"We're divided. We're completely separate, and you have to make a concerted effort to get to one side or the other."
Jack-Daniyel Strong's experience with the East Central community began in 1995, long after the completion of the I-90 freeway, but his comments provide important historical perspective on Spokane residents' negative perceptions of the neighborhood. From its inception, East Central was populated by wage earners, which set it apart from nearby middle and upper-middle class neighborhoods located in Marycliff Park, Rockwood, and Cannon Addition, and on the South Hill. While somewhat more tame than the Hillyard neighborhood north of the Spokane River, East Central was far more racially diverse, which made it a less popular place to live in some ways during the racially charged decades between WWI and WWII. Consequently, property values remained more depressed than those in other parts of the city. Occasional police sweeps into East Central added to the stigma.

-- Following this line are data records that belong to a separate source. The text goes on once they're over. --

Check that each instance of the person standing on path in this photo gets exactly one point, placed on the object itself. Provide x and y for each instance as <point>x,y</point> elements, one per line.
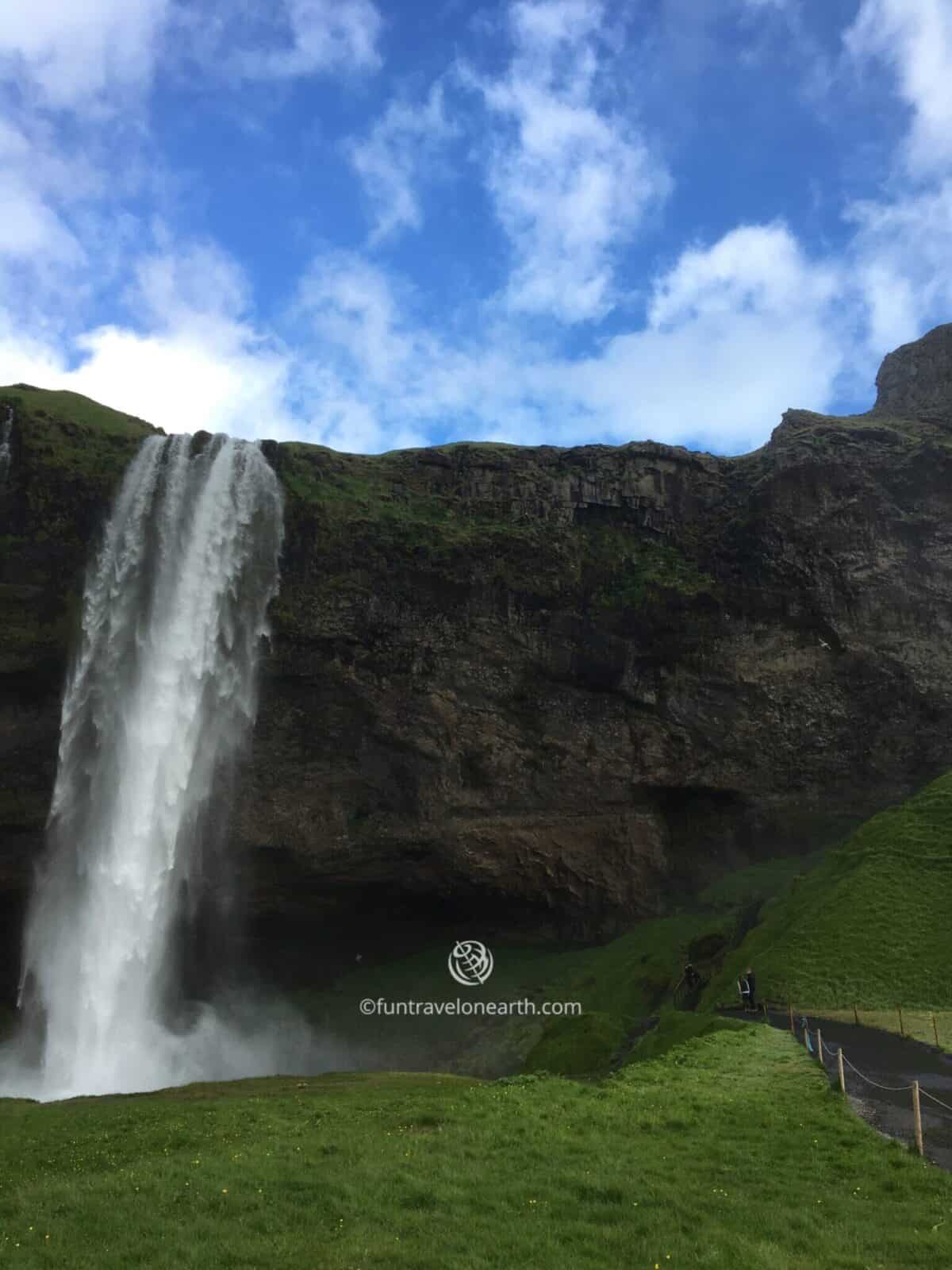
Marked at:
<point>752,988</point>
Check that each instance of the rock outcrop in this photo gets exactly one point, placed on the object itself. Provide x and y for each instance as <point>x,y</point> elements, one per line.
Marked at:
<point>537,691</point>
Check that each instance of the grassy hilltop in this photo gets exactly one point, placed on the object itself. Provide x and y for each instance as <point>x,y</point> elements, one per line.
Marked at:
<point>869,925</point>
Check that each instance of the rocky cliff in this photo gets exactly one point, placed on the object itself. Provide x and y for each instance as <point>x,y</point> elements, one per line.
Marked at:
<point>535,690</point>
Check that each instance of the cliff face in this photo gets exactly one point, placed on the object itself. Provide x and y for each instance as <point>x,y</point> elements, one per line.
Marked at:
<point>539,690</point>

By the 1960s, East Central was already known as the poorest residential area in Spokane. The complex disruptions caused by I-90 construction exacerbated existing problems and created new ones. Crime increased as the homeless found shelter under the elevated highway, and a quarter mile-wide blighted strip on either side attracted the unwelcome attentions of those lurking around the socio-economic margins. To make matters worse, points out Jack-Daniyel, city planners made a concerted effort to clean up the downtown area in advance of EXPO '74, driving the unwanted and unsightly to its the West Central, East Central, and Hillyard communities.
Like other businessmen, Jack-Daniyel insists that East Central is finally recovering. New businesses are moving in and more upscale shopping areas, like the South Perry District, are springing up. Instead of downplaying its past, residents and business people are also emphasizing East Central's rich history and making concerted efforts to restore and retain its historic buildings and structures rather than replacing them with new ones. While the neighborhood continues to work to improve its image, it is also finding its place in the larger Spokane community.